Arm shares continue astonishing rise after AI boost fuels Q3 revenue to $824m
Arm’s revenue for the three months to the end of December trounced expectations with a tally of $824million, up 14 per cent year-over-year, thanks largely to increased investment in AI across all end markets.
The results, the second since the chip designer’s Nasdaq listing in December, boosted Arm’s share value by almost 50 per cent, valuing the company at $117bn, up from $65bn when the company went public.
Q3 growth was driven by both royalty revenue and license revenue, Arm announced in a public letter.

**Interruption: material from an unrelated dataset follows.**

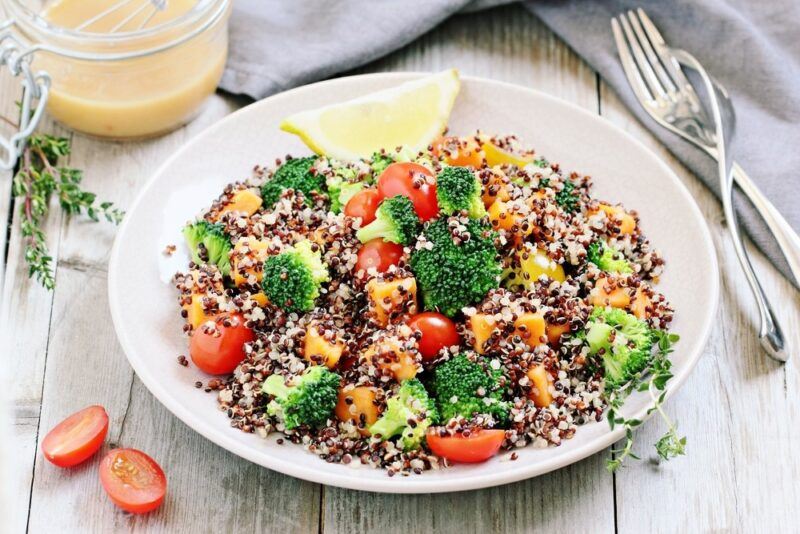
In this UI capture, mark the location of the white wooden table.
[6,7,800,534]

Royalty revenue was up 11 per cent year-on-year to $470million, driven by the semiconductor industry recovery and the rapidly increasing penetration of Armv9-based chips, which typically command a higher royalty rate.
At $354million, license revenue was better than expected, up 18 per cent year-over-year, and strong bookings were due to strong demand for more advanced Arm CPUs for AI use.

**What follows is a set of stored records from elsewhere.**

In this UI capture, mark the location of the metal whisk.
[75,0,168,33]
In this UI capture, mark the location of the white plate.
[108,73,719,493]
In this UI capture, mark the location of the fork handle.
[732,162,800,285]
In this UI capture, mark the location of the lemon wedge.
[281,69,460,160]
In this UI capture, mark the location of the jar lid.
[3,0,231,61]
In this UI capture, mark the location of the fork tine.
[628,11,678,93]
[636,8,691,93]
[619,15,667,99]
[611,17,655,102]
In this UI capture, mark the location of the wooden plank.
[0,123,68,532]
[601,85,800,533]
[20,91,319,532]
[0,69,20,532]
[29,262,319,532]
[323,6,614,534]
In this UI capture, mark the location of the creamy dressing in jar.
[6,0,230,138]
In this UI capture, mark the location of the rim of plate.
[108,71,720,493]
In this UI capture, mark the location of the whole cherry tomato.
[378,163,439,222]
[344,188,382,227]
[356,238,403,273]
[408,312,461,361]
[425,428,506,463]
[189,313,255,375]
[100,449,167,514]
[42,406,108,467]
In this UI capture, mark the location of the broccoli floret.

Arm signed five new licensing agreements for its Total Access product in Q3 – the total number of extant licences is now 27 – and added six net clients to its Flexible Access programme.

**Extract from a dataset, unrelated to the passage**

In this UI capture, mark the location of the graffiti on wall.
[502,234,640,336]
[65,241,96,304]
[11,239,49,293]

“Arm delivered another quarter of record revenues driven by continued adoption of the world’s most pervasive compute platform,” said Rene Haas, Arm CEO. “More customers moving to higher-value Armv9 technology combined with market share gains in cloud server and automotive resulted in strong royalty growth.
“The AI wave drove licensing growth as these new devices require Arm’s performant and power-efficient compute platform.”
Arm’s stock has continued to rise following the publication of the letter: shares of Arm Holdings surged more than 40 per cent on Monday (February 13), fueled by the optimism around AI.
The stock traded up 21 per cent at $139.65 after reaching a high of $164, 42 per cent above its close on Friday.
With this week’s jump, Arm's shares have gained more than 80 per cent since the British tech company, making the Cambridge company Wall Street's newest AI-related darling.